Contracts
Brief
Colfax Envelope Corp. v. Local No. 458-3M
Procedural History:
- District Judge granted summary judgment for the union.
- Appealed.
- Affirmed.
Facts:
- Colfax is a manufacturer of envelopes.
- Colfax currently has two printing presses.
- One prints 78-inch wide sheets in four colors.
- One prints 78-inch wide sheets in five colors.
- Colfax has too few employees that it does not bother to participate in the collective bargaining negotiations between the union and the CLA.
- Instead, whenever the union and CLA sign a new CBA, the union sends Colfax a summary of the changes.
- If Colfax is content with the changes, the union sends it a copy of the complete new agreement, which Colfax signs and returns. Colfax is free to do its own bargaining with the union if it doesn’t like the agreement.

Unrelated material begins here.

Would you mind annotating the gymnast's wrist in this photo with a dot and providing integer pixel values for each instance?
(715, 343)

- In 1991, the union negotiated a new agreement with the CLA and sent a summary of changes to Colfax.
- The summary listed “4C 60 Press-3 Men” and “5C 78 Press-4 Men.”
- Colfax, believing that this would benefit them, thought this meant all presses operated as four-color presses would now require only three men to man them.
- The President and majority shareholder signed the union’s letter, indicating acceptance.
- A later copy of the actual agreement arrived, but it contained a crucial typo, which supported Colfax’s’ understanding of the summary.
- It was not until a corrected copy arrived that Colfax realized the mistake and the changes did not benefit Colfax at all and therefore Colfax refused to sign.
- The union, regardless, took the position that Colfax was bound to it by its acceptance of the summary.
Issue:
- Is Colfax bound to this agreement?
Holding:
- Yes. Affirmed.
Reasoning:
- The parties disagree about the meaning of the term “4C 60 Press-3 Men.”
- Colfax believes it means four-color presses printing sheets 60 inches and over while the union believes it means four-color presses 60 inches and under.
- The difference between this case and Konic International Corp. Spokane Computer Services Inc. and Vickery v. Ritchie is that Colfax should have realized that the contract was unclear.
- The expression “4C 60 Press” does not on its face speak to the minimum manning requirement for a 4C 78 Press.
- Colfax, if reasonable, could not have doubted from reading the summary that interpretations of the kind that the union and the district judge later placed upon it would be entirely plausible.
- Colfax had the right to hope that its interpretation would prevail but had no right to accept the offer constituted by the summary on the premise that either its interpretation was correct or it could walk away from the contract.